There being little legal machinery west of Lake Michigan, before Wisconsin Territory was erected, local government was slow to establish itself. Nothing but the good temper and stout common sense of the people prevented anarchy, under such a condition of affairs. For many years, the few public enterprises were undertaken at private expense. At Green Bay, schools were thus conducted, as early as 1817. In 1821 the citizens of that village raised a fund by popular subscription, and built a jail; and eleven years later, they asked the legislature of Michigan Territory to pay for it. There were some Territorial taxes levied in 1817, but the gathering of them was not very successful. The first county to levy a tax was Crawford, of which Prairie du Chien was the seat, but considerable difficulty appears to have been experienced in collecting the money.

Finally, Wisconsin Territory was organized, and the legislature assembled (1838) in Madison, the new capital. The accommodations at that raw little woodland village were meager, even for pioneer times. The Territorial building of stone, and a few rude frame and log houses in the immediate neighborhood, were all there was of the infant city. Only fifty strangers could be decently lodged there, and a proposition to adjourn to Milwaukee was favored. But as the lakeshore metropolis, also a small village, could offer no better accommodations, it was decided to stay at the capital, and brave it out on the straw and hay mattresses, of which, however, there were not enough to supply the demand.

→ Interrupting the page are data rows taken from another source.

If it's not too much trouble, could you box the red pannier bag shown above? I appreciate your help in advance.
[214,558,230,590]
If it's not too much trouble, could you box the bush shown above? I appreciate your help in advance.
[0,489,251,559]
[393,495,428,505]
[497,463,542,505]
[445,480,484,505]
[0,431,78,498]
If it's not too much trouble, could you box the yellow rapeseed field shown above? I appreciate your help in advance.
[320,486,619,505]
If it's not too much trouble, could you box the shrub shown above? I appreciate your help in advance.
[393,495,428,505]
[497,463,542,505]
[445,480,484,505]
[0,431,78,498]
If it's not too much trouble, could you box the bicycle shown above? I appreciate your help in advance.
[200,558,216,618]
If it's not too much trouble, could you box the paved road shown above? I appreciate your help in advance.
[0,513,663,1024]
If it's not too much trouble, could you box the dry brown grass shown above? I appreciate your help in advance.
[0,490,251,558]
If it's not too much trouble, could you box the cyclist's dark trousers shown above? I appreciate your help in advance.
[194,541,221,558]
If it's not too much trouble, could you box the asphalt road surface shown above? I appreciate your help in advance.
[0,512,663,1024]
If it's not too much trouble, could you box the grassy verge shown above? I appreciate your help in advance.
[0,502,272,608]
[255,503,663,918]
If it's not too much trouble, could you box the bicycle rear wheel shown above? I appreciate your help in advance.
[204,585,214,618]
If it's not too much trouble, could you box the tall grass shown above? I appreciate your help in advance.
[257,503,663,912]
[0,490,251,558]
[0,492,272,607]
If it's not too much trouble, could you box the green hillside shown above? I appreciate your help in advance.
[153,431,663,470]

This was long before railroads had reached Wisconsin. Travel through the new Territory was by boat, horseback, or a kind of snow sledge called a "French train." There were no roads, except such as had been developed from the old deep-worn Indian trails which interlaced the face of the country, and traces of which can still be seen in many portions of the State. The pioneers found that these trails, with a little straightening, often followed the best possible routes for bridle paths or wagon roads. It was not long before they were being used by long lines of teams, transporting smelted lead from the mines of southwest Wisconsin to the Milwaukee and Galena docks; on the return, they carried supplies for the "diggings," and sawmill machinery into the interior forests. Farmers' wagons and stagecoaches followed in due time. Bridges were but slowly built; the unloaded wagons were ferried across rivers in Indian "dugout" canoes, the horses swimming behind, and the freight being brought over in relays.

In 1837 there was a financial crisis throughout the country, and this checked Western immigration for a few years. But there was not enough money in Wisconsin for bank failures materially to affect the people; so, when the tide of settlement again flowed hither, the Badgers were as strong and hopeful as ever.

People coming to Wisconsin from the East often traveled all the way in their own wagons; or would take a lake boat at Buffalo, and then proceed by water to Detroit, Green Bay, or Chicago, thence journeying in caravans to the interior.

Frontier life, in those days, was of the simplest character. The immigrants were for the most part used to hard work and plain fare. Accordingly the privations of their new surroundings involved relatively little hardship, although sometimes a pioneer farmer was fifty or a hundred miles from a gristmill, a store, or a post office, and generally his highway thither was but a blazed bridle path through the tangled forest.

Often his only entertainments throughout the year were "bees" for raising log houses or barns for newcomers, and on these occasions all the settlers for scores of miles around would gather in a spirit of helpful comradery. Occasionally the mail carrier, either afoot or on horseback, would wish accommodation over night. Particularly fortunate was the man who maintained a river ferry at the crossing of some much-frequented trail; he could have frequent chats with strangers, and collect stray shillings from mail carriers or other travelers whose business led them through the wilderness.

Often the new settler brought considerable flour and salt pork with him, in his journey to the West; but it was not at first easy to get a fresh supply. Curiously enough, although in the midst of a wild abundance, civilized man at the outset sometimes suffered for the bare necessaries of life. As soon, however, as he could garner his first crop, and become accustomed to the new conditions, he was usually proof against disaster of this kind; fish and game were so abundant, in their season, that in due time the backwoodsman was able to win a wholesome livelihood from the storehouse of nature.

Satisfactory education for youth was a plant of comparatively small growth. At first there was not enough money in the country to pay competent teachers. The half-educated sons and daughters of the pioneers taught the earliest schools, often upon a private subscription basis; text-books were few, appliances generally wanting, and the results were, for many years, far from satisfactory. As for spiritual instruction, this was given by itinerant missionary preachers and priests, of various denominations, who braved great hardships while making their rounds on horseback or afoot, and deserve to rank among the most daring of the pioneer class. In due time churches and schools were firmly established throughout the Territory.